Her devletin ayakta kalmak ve varlığını savunarak sonsuza kadar devam edebilmek açısından toprağa bağlı üretim düzeni Osmanlı devletinin yirminci yüzyıla kadar savaşarak ayakta kalmasını sağlamıştır. Geniş alanlarda dağınık bir biçimde yaşayan halk kitlelerini besleyerek ve onları zaman içinde cephelerde askerlik görevleri veren Osmanlı yönetimi, büyük imparatorluğu ayakta tutabilmek için yurt düzeyinde toprak ve tarım düzeni ile varlığını sağlam temellere oturtmuştur. Uygulamada köy, semt, ilçe, il ya da  kent veya  büyük şehir gibi yerel yaşam düzenlerini araziye uygun yerel yönetimlere çevirerek, devletler sahip oldukları kamu gücünü yaşam düzenlerine dönüştürerek, genel ve merkezi kamu düzeni içinde yerelliğin gerekli kıldığı kamu düzenlemeleri ya da hizmetlerinin yerine getirilmesi doğrultusunda idari düzenlemeler yapabilmektedirler ama ülke ve kent belediye meclislerinin aldığı kararlar çerçevesinde, yaptıkları kamusal alanlar ile ilgili kararlar alarak yasa ya da yasama yerine geçebilecek hukuk yaratma yetkilerine tam olarak sahip kılınmamışlardı. Bir üniter devletin çatısı altında kurulmuş olan yerel yönetimler her zaman için merkezi kamu düzeninin yönetimi altındadırlar, bu nedenle de hiçbir zaman yasama ve yürütme yetkileri bulunmadığı için yerel yönetimler hiçbir biçimde üniter devletin tek yapılı statüsünü ortadan kaldıramaz. Milletin temsilcilerinin meclise girerek yasama çalışmalarına katılarak etkili olmaları, vatandaşların yetkileri dahilindedir. Yerel yönetimler yasa çıkartamaz ama kamu hizmetlerinin yerel uygulamaları ile kararlar alabilir ya da yönetim esasları belirleyebilirler. Yerel yönetimler yasalara uyarak kendi alanlarında hareket edebilirler ama hem yasalara hem de merkezi alanda yer alan devlet birimlerinin aldıkları kararlara da uymak gibi bir zorunluluğa sahiptirler.

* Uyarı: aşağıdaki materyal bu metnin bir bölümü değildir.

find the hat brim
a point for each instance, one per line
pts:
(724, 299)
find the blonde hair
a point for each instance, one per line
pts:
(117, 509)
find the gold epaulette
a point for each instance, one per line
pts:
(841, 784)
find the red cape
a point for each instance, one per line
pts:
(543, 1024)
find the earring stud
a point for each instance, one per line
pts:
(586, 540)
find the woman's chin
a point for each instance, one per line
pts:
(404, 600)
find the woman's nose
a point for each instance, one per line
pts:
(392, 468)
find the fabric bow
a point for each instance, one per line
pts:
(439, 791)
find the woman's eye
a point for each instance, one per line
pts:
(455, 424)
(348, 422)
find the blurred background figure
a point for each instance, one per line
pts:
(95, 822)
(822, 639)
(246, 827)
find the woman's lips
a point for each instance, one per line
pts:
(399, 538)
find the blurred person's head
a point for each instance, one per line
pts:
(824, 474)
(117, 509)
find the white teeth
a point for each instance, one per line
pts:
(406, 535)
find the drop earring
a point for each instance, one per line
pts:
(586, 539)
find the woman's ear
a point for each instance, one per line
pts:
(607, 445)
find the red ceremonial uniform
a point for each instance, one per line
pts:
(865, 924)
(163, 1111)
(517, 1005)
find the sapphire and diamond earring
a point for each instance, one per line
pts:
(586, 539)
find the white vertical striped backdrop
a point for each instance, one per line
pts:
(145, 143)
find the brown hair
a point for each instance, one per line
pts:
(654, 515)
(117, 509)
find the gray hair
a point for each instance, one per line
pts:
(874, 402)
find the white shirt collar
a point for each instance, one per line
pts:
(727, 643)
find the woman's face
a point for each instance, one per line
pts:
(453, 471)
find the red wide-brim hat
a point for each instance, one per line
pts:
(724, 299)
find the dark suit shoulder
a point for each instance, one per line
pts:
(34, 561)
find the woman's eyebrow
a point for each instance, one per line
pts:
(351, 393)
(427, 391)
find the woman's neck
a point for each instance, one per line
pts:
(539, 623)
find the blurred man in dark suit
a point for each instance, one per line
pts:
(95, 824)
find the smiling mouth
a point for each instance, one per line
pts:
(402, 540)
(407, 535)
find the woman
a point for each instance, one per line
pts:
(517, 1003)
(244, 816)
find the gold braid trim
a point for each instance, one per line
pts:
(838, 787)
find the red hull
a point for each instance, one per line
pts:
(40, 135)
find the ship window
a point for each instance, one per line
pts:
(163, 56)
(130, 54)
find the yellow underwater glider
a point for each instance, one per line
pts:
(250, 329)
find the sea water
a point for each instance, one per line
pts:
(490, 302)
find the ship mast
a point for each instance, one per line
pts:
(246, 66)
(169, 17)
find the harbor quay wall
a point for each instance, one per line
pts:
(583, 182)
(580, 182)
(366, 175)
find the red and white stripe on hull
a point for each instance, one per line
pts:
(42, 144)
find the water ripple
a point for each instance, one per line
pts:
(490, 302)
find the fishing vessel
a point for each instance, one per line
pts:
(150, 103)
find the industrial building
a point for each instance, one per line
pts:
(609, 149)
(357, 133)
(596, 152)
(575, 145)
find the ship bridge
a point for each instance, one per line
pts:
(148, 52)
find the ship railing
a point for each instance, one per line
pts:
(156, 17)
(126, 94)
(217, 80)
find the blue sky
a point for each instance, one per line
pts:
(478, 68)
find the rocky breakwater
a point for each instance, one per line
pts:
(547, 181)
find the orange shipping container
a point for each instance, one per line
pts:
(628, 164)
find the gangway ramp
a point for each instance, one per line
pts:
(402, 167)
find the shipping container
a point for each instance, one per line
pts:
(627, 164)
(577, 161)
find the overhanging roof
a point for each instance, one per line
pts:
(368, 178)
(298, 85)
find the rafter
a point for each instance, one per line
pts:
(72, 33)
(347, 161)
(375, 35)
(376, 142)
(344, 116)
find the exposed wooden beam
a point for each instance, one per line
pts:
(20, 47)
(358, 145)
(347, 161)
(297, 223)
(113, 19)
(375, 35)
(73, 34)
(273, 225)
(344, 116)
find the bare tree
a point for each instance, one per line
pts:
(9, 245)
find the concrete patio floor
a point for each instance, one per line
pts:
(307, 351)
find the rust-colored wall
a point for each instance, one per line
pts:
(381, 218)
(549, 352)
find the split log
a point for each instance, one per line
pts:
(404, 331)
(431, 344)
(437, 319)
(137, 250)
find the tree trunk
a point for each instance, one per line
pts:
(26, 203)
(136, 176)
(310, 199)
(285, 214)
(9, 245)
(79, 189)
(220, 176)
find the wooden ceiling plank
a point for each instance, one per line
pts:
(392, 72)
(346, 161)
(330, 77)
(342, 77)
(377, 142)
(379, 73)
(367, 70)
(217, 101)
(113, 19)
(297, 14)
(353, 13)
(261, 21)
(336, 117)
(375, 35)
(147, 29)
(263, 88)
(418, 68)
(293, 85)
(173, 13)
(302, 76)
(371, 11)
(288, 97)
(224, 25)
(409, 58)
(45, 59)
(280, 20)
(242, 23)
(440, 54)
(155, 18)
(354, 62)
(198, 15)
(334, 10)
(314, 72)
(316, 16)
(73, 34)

Ulus devletlerin anayasalarında var olan üniter devlet yapılanması hem büyük alanlarda bölgecilik hem de daha küçük alanlarda gereksinme olarak gündeme gelen kamu hizmetlerinin karşılanmasını sağlayacak bir biçimde, yerellik ya da yerelcilik uygulamalarını öne çıkarabilmektedir. Yerel yönetim birimleri üniter merkezi devleti parçalayan ya da ona alternatif olacak biçimde bir yönetim gücüne sahip değillerdir. Üniter devleti tamamlayan ve kamu hizmetlerinin yoğunlaşması ve artan gereksinmelerin karşılanması halk kitlelerine ulaşırken, bunların daha üst düzeyde yerine getirilmesi için oluşturulan yönetim birimleri üst düzeydeki makamlara bağlı bir biçimde çalışırlar. Bu gibi birimlerin kurulmasına karar verme yetkisine sahip olan üst düzey birimler, yerel yönetimler üzerinde vesayet makamı olarak denetim görevlerini yerine getirerek, merkezi üniter devletin ana organ olarak varlığının ve tekliğinin korunmasını sağlarlar. Bu duruma benzer bir biçimde ülke unsuru gibi millet unsurunun da oluşturulması sırasında halk kitleleri arasında din, dil, ırk ve de etnik ayırımlar hiçbir zaman yapılmaz. Üniter ulus devletler de devlete vatandaşlık bağı ile bağlı olan herkes, eşit bir statü altında hem devletin korumasından yararlanır hem de hak ve özgürlükler alanında diğer insanlarla birlikte kamu hizmetlerinden eşit seviyede yararlanabilir. Ulusal ve üniter devletlerde hiçbir zaman hiçbir grup için özel uygulamalar yapılamaz. Merkezi devletin tekelinde bulunan ulusal egemenlik hakkı her grup için eşit biçimde kullanılır. Üniter devlet sadece yerel ayrımcılıklara dayanan yerel federalizmi değil korporasyonlara dayanan federal yapıyı da reddeder. Yerel olmayan federalizme verilen ayırıcı bir isim isim olarak korporatif federalizmi de üniter devlet reddetmektedir. Tarikatlar, cemaatler ya da etnik gruplar açısından da korporatif federalizm anayasal eşitlik statüsüne uygun olarak her türlü ayrıcalıklı bir uygulamaya karşı çıkmaktadır. Üniter devlette egemenlik gücünü elinde tutan merkezi devlet her türlü ayrıcalığa karşı çıkarak, anayasal eşitlik ilkesini korumaktadır. Tek devlette tek egemenlik hakkı kullanılırken, vatandaşlar arasında ayırım yapılamaz.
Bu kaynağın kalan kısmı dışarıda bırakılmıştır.